Ultimately economic growth comes from making Iowa an attractive place for low-glamor businesses to set up and expand without having to hire lobbyists and tax consultants to tap the corporate welfare keg. It comes from incremental hiring and location decisions that involve no politicians. It calls for discarding high-profile corporate welfare in favor of a simple low-rate system that’s friendly even for obscure businesses — like The Tax Update’s Quick and Dirty Iowa Tax Reform Plan.
To put things into perspective: our firm, Roth & Company, has “created” more jobs, at higher pay rates, than Facebook’s 31 promised jobs. Where’s our $18 million?
A bill is floating around in Congress to have the IRS automatically fill out many tax forms. Robert D. Flach has details, which include a website where you would download a 1040 already filled in; you’d print it and sign it.
A lot of folks hate the idea. I’m sceptical, as I believe the IRS is far from having the data processing abilty to make it work without an enormous error rate. I can imagine the IRS cracking down on taxpayers who claimed and spent erroneously-generated auto refunds, while poor widows would sign off on excessive taxes year after year and then have no recourse after the statute of limitations runs. Robert has this to say:
It would be helpful if a taxpayer, or tax preparer, could access the details of what the IRS has received from payers and payees issuing information returns. But as a reference and not as a pre-prepared return option.
That would actually make sense.
Jason Dinesen asks Are Other Tax Pros Screening EIC Clients?

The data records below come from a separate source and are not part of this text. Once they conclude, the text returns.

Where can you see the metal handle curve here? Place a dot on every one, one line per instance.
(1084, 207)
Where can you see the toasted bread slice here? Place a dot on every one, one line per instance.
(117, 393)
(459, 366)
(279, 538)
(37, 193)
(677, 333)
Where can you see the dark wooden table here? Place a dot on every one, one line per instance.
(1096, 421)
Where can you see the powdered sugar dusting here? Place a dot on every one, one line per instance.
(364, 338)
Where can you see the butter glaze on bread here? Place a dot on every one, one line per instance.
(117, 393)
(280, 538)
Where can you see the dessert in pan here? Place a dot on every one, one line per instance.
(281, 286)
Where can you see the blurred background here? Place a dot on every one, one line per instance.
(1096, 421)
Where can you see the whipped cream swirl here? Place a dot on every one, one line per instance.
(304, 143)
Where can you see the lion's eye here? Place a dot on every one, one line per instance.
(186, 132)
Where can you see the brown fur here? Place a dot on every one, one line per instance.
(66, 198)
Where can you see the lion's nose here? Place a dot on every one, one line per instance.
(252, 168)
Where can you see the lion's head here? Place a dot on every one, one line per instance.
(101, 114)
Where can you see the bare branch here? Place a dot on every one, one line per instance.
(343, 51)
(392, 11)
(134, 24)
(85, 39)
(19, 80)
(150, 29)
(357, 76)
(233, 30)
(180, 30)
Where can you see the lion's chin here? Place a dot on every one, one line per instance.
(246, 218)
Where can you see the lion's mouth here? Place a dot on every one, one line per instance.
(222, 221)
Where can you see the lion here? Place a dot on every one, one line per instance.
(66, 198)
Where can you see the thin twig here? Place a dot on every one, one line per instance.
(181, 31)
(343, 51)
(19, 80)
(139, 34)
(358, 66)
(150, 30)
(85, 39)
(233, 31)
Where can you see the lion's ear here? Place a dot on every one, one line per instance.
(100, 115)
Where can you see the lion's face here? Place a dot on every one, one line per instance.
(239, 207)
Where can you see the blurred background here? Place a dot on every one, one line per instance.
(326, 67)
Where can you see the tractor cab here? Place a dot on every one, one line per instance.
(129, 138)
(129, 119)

I’m curious to know if other tax pros are doing any kind of screening of clients and refusing to serve those who qualify for the Earned Income Credit?
And if so, how does that work?
Being on the 14th floor of our building, we don’t get much walk-in business. I see maybe two EIC returns a year — typically a struggling adult offspring of a wealthy parent — just the kind of person who should be receiving welfare benefits, right? But they qualify, assuming they don’t have enough income of their own. So I go through the whole involuntary social worker routine of confirming eligibilty. Meanwhile, as much as 25% of the credits nationwide are improperly claimed anyway — another example of the futility of achieving compliance with a poorly-concieved law by pressuring preparers.
It’s been nice having some time off. It was a tough tax season, and three days away only starts to get me back on track.
Part of the time was spent helping move a relative from an “assisted-living memory unit” at the old-folks home to a “skilled care” unit. Instead of people struggling to come up with money on April 15, you find people struggling to swallow soft food.
Aides and nurses patiently walk people up and down the hallway — taking maybe 15 minutes to go 20 yards. They applaud enthusiastically when somebody hits a balloon back at them with a foam paddle. They bathe them and clean up after their “accidents.” They have to cheerfully stay on task when an Alzheimer’s patient curses them out for doing this. And it has to be done seven days a week, every week.
So it’s back to work for me. I already have a list of projects and a deep pile of emails to deal with. But I am thankful I can deal with them, that my mind hasn’t slipped to where I can’t, and that there are people nicer and more patient than me who are willing to take care of those no longer able to care for themselves.